Detection Finding (2004) contains the following events:
Alerts are categorized using the "alert_type" and "alert" fields, where the "alert" field value is set to "yes". The supported "alert_type" values are:
Compromised Credential
Malsite
Malware
Policy
UBA
C2
Data Security Finding (2006) contains the following events:
/record_type = "alert" and /alert_type = "DLP"
/record_type = "incident"
/record_type = "epdlp" and /type = "endpoint"

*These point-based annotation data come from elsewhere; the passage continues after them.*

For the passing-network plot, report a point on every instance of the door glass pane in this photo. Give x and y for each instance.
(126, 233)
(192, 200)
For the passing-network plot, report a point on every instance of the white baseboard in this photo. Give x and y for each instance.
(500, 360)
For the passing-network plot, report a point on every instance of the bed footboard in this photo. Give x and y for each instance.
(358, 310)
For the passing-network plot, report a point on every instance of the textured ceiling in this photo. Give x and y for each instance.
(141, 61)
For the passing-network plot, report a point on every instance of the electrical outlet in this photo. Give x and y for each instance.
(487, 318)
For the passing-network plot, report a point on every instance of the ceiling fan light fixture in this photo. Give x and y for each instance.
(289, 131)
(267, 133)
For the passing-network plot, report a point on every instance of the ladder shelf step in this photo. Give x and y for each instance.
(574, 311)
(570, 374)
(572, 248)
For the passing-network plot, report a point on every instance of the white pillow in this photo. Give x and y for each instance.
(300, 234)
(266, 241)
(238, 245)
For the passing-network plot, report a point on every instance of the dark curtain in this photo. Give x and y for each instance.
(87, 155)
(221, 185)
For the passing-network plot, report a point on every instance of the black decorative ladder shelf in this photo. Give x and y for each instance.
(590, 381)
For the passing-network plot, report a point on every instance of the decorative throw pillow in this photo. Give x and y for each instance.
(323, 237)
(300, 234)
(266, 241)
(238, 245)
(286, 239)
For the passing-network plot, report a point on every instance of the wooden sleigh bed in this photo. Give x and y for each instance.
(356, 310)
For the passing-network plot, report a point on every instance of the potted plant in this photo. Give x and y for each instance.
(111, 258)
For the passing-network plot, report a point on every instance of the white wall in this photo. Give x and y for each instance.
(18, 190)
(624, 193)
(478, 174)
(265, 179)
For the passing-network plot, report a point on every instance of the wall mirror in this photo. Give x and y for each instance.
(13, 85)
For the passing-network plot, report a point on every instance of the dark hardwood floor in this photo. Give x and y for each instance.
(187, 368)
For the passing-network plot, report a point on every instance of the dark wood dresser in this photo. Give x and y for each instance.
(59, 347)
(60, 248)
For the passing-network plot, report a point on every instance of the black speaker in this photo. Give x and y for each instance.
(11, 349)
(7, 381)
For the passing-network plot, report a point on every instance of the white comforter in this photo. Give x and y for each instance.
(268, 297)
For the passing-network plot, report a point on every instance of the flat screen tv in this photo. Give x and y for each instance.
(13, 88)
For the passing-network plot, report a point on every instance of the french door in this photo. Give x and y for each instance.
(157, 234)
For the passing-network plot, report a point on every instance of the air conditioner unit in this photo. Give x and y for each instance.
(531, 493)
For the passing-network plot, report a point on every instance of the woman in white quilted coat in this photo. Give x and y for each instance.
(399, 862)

File Hosting Activity (6006) contains the following events:
Application Events are categorized using the "activity" field, with the "alert" field value set to "no". The supported activity values are:
Browser File Upload
Attach
Create
Download
Download All
Download Installer
Edit
Quick Edit
Insert
Delete
Delete All
Copy
Move
Preview
Formshare
File Share Access
Upload
Share
Post
View
Archive
Bluetooth File Transfer
Detach
Print
Publish
Device Inventory Info (5001) contains the following events:
All infrastructure logs with record_type="infrastructure".